1907 Kingston, New York Bronze Medal, Engraved and Struck by Tiffany & Co. in Bronze, Commemorating the 250th Anniversary of the Founding of the City with Portrait Bust of Peter Stuyvesant. Choice Uncirculated.63 mm. A wonderful historical Commemorative medal. Displays, Obverse: Portrait Bust of Peter Stuyvesant shown in his broad-brimmed period hat. Reverse: Wreath and Seal of Novum Belgium enclose commemorative inscription. “Tiffany & Co.” appears in small letters at bottom right. Smooth hard satiny surfaces having a light copper-bronze pleasing appearance. A lovely turn-of-the-century example by Tiffany & Company.
Kingston is a City in and the county seat of Ulster County, New York, United States. It is 91 miles (146 km) north of New York City and 59 miles (95 km) south of Albany. The city's metropolitan area is grouped with the New York metropolitan area around Manhattan by the United States Census Bureau. It became New York's first capital in 1777. During the American Revolutionary War, the city was burned by the British on October 13, 1777, after the Battles of Saratoga.
In the 19th century, the city became an important transport hub after the discovery of natural cement in the region. It had connections to other markets through both the railroad and canal connections.
Many of the older buildings are considered contributing as part of three historic districts, including the Stockade District uptown, the Midtown Neighborhood Broadway Corridor, and the Rondout-West Strand Historic District downtown. Each district is listed on the National Register of Historic Places.

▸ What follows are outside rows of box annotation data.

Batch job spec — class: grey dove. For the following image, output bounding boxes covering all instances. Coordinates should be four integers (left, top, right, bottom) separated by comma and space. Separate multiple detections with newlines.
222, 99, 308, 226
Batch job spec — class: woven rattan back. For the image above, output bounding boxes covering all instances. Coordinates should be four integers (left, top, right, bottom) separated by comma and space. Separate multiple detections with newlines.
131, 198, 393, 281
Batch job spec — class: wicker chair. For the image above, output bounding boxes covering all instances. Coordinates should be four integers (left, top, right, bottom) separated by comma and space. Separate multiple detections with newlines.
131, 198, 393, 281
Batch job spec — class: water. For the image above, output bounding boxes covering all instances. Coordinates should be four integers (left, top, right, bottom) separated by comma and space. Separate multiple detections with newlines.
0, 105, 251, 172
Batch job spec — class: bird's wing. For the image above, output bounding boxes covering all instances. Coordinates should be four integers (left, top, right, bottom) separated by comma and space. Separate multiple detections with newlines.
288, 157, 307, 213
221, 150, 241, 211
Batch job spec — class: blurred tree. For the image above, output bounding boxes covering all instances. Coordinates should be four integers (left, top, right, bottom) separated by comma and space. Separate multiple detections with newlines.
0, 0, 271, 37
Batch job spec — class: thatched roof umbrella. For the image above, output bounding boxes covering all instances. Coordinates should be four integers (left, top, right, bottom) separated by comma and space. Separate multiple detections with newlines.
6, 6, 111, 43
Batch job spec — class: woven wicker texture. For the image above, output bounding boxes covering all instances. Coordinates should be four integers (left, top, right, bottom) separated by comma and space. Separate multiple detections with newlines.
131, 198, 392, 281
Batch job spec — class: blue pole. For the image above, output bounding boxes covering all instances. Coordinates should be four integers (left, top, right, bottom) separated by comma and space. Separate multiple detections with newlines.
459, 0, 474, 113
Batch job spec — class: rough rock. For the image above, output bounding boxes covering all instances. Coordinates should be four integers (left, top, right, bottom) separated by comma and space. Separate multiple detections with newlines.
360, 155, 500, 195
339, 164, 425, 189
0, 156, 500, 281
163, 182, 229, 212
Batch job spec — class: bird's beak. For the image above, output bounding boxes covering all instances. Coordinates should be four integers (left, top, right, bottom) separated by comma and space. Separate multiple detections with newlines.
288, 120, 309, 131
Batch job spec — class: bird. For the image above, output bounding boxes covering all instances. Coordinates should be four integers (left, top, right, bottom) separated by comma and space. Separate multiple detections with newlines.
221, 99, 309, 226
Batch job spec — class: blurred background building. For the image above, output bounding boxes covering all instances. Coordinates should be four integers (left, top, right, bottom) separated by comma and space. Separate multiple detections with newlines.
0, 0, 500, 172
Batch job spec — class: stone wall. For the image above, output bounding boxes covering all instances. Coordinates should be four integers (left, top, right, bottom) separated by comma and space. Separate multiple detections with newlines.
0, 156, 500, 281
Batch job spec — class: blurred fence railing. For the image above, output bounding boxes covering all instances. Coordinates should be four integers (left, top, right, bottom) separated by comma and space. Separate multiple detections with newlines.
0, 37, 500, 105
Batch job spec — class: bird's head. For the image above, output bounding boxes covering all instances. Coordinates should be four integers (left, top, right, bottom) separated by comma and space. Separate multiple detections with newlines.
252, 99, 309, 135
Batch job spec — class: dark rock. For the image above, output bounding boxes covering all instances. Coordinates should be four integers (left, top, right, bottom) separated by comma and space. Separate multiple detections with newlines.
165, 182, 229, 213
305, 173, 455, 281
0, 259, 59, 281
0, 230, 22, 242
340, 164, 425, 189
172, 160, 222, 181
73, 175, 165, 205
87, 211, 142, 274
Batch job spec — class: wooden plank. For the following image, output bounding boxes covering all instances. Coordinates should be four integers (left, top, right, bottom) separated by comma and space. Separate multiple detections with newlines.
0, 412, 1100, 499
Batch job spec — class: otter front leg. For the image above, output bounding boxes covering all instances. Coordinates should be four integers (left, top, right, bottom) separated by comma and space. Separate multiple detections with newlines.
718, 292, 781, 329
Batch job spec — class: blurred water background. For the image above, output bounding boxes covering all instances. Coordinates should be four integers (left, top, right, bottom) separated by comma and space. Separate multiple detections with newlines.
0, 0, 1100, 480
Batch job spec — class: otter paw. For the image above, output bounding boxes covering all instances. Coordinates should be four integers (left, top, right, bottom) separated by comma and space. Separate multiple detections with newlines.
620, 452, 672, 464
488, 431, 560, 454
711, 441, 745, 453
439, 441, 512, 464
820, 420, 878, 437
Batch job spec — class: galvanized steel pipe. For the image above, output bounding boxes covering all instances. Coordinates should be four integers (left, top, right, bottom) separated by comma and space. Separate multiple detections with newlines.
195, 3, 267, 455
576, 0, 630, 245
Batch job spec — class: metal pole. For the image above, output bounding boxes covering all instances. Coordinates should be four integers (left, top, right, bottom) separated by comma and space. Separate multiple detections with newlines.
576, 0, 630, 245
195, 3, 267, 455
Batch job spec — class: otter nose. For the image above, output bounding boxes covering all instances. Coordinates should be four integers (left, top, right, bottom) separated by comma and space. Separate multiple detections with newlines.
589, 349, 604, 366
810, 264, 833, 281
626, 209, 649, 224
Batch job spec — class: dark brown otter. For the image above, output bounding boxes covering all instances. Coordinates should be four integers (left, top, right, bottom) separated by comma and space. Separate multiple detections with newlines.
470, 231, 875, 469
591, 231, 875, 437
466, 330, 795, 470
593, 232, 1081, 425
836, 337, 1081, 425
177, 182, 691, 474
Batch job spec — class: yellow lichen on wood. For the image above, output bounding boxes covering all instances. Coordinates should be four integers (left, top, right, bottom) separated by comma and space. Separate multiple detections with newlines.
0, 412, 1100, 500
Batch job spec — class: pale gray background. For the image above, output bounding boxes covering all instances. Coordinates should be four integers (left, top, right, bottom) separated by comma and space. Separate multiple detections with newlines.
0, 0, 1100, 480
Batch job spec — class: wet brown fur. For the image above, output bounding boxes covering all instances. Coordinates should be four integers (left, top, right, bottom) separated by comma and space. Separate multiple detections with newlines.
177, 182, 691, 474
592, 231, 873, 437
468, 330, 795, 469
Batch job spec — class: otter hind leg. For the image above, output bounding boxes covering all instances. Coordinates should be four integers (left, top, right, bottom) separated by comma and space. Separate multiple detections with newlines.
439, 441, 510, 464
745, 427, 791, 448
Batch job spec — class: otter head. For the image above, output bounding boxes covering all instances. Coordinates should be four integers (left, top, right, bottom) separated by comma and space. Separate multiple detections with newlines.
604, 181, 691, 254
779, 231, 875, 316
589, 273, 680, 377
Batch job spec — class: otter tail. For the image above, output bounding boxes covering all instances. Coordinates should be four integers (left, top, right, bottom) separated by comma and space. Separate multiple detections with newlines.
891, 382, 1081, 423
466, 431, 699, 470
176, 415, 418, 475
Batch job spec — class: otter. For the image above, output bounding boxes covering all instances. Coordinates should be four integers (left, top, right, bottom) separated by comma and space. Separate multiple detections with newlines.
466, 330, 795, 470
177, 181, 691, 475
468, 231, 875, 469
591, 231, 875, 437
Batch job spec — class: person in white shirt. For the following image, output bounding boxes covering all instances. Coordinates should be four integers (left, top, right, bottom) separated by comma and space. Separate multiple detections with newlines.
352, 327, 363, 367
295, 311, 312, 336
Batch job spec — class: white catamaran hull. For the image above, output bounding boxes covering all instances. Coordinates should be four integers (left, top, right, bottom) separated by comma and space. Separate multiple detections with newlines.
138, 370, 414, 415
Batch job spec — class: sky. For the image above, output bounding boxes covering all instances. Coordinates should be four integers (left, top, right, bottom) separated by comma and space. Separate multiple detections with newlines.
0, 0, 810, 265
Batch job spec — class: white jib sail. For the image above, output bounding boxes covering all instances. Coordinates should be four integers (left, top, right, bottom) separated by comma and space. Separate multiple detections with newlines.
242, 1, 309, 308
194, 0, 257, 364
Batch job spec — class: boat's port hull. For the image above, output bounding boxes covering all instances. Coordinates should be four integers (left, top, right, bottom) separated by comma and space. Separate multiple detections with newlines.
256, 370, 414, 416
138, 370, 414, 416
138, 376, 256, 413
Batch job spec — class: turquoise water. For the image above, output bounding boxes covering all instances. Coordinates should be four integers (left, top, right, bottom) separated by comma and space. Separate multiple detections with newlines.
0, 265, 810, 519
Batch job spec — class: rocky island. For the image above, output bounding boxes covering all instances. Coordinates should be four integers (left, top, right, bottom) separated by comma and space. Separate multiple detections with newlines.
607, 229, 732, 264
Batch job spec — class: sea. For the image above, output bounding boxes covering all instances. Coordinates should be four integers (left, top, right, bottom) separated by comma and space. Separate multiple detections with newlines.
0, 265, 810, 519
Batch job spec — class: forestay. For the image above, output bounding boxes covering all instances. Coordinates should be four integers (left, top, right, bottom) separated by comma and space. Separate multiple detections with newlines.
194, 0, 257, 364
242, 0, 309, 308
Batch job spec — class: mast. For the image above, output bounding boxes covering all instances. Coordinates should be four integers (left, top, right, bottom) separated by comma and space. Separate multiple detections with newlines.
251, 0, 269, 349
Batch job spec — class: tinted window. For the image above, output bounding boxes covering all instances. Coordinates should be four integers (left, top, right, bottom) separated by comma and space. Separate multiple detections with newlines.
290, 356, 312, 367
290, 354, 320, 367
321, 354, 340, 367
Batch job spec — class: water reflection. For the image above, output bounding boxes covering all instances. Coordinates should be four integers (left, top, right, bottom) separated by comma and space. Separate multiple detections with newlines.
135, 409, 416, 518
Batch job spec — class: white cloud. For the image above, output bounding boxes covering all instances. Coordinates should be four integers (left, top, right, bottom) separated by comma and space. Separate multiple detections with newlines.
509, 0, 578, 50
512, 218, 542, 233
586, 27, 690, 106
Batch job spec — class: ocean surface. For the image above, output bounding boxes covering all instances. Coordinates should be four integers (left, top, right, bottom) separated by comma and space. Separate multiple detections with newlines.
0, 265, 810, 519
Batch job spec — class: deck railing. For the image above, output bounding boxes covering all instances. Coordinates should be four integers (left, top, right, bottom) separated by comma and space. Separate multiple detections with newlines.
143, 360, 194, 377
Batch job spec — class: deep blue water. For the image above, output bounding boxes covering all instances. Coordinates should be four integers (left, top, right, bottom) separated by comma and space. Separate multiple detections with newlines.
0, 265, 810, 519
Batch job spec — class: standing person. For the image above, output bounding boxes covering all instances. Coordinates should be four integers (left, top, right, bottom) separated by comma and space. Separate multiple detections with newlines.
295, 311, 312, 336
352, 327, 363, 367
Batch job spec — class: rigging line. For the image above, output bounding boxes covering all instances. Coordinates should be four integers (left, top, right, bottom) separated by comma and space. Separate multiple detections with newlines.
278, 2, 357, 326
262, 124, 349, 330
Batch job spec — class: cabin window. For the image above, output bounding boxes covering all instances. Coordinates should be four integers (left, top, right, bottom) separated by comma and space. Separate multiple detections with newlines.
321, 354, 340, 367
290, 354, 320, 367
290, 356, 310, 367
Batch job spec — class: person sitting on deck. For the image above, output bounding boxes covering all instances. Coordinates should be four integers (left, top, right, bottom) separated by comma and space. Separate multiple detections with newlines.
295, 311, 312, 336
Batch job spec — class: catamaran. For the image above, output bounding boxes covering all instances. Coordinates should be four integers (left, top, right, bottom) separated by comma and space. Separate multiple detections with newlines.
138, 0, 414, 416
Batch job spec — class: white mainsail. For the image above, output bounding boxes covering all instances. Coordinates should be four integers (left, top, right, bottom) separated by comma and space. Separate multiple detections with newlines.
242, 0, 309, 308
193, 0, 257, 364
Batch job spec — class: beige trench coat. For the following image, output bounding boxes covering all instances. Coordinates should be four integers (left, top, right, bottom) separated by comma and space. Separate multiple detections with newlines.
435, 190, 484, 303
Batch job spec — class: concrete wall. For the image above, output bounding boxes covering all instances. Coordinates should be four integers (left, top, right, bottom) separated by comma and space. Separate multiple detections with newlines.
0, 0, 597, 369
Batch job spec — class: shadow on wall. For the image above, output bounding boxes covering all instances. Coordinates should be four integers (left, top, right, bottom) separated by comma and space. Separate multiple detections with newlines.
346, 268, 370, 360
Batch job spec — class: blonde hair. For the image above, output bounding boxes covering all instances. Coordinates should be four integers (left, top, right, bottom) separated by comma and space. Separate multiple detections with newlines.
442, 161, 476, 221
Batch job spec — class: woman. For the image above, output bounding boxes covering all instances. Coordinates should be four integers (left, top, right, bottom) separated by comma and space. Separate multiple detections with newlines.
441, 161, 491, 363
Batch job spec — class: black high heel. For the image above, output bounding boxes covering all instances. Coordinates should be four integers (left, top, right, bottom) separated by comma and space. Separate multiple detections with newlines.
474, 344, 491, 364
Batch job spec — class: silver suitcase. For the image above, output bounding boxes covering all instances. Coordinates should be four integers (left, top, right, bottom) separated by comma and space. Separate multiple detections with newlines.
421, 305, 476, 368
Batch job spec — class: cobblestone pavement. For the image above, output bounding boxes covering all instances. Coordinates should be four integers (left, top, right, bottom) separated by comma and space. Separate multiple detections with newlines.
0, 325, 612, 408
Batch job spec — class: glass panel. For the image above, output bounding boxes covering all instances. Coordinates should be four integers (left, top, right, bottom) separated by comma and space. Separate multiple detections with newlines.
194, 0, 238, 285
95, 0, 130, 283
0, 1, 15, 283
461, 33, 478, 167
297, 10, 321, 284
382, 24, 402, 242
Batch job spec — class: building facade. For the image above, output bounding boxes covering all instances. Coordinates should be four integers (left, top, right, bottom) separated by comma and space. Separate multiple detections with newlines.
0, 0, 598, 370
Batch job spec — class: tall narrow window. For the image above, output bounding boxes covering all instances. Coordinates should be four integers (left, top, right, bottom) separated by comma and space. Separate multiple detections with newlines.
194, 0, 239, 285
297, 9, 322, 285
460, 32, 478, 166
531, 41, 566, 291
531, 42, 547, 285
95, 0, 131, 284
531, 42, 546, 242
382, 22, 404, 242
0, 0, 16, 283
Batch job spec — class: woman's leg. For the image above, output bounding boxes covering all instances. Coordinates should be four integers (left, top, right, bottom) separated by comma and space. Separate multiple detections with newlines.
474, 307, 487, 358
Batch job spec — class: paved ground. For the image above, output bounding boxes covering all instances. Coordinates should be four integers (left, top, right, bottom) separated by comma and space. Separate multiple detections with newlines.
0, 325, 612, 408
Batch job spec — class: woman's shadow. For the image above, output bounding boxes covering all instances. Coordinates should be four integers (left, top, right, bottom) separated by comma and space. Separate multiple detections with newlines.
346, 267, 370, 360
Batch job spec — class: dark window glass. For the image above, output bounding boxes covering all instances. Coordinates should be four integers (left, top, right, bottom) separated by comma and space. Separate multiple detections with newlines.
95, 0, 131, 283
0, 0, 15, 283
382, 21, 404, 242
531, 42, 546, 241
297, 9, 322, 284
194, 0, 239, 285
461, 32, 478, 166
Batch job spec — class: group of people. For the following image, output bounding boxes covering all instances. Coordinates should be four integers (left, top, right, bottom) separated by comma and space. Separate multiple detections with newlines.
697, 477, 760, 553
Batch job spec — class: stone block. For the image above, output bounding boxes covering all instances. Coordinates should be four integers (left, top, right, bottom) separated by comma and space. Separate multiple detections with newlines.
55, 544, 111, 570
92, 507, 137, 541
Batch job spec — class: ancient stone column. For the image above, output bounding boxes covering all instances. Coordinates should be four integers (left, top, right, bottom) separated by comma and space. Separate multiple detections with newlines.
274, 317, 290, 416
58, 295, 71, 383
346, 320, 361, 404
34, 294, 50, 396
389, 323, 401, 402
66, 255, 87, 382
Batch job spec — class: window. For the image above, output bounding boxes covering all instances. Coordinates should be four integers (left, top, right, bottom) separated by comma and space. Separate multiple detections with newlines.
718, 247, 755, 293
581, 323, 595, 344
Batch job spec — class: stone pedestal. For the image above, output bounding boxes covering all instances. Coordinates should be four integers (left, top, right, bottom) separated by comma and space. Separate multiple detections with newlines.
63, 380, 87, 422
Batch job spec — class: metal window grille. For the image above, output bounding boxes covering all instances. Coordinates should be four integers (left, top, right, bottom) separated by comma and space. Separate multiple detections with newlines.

Peter Stuyvesant (in Dutch also Pieter and Petrus Stuyvesant; c. 1592 – August 1672) served as the last Dutch director-general of the colony of New Netherland from 1647 until it was ceded provisionally to the English in 1664, after which it was split into New York and New Jersey with lesser territory becoming parts of other states. He was a major figure in the early history of New York City and his name has been given to various landmarks and points of interest throughout the city (e.g. Stuyvesant High School, Stuyvesant Town, Bedford–Stuyvesant neighborhood, etc.).
Peter Stuyvesant's accomplishments as Director-general included a great expansion for the settlement of New Amsterdam beyond the southern tip of Manhattan. Among the projects built by Stuyvesant's administration were the protective wall on Wall Street, the canal that became Broad Street, and Broadway.
Stuyvesant, himself a member of the Dutch Reformed Church, opposed religious pluralism and came into conflict with Lutherans, Jews, Roman Catholics, and Quakers as they attempted to build places of worship in the city and practice their faiths.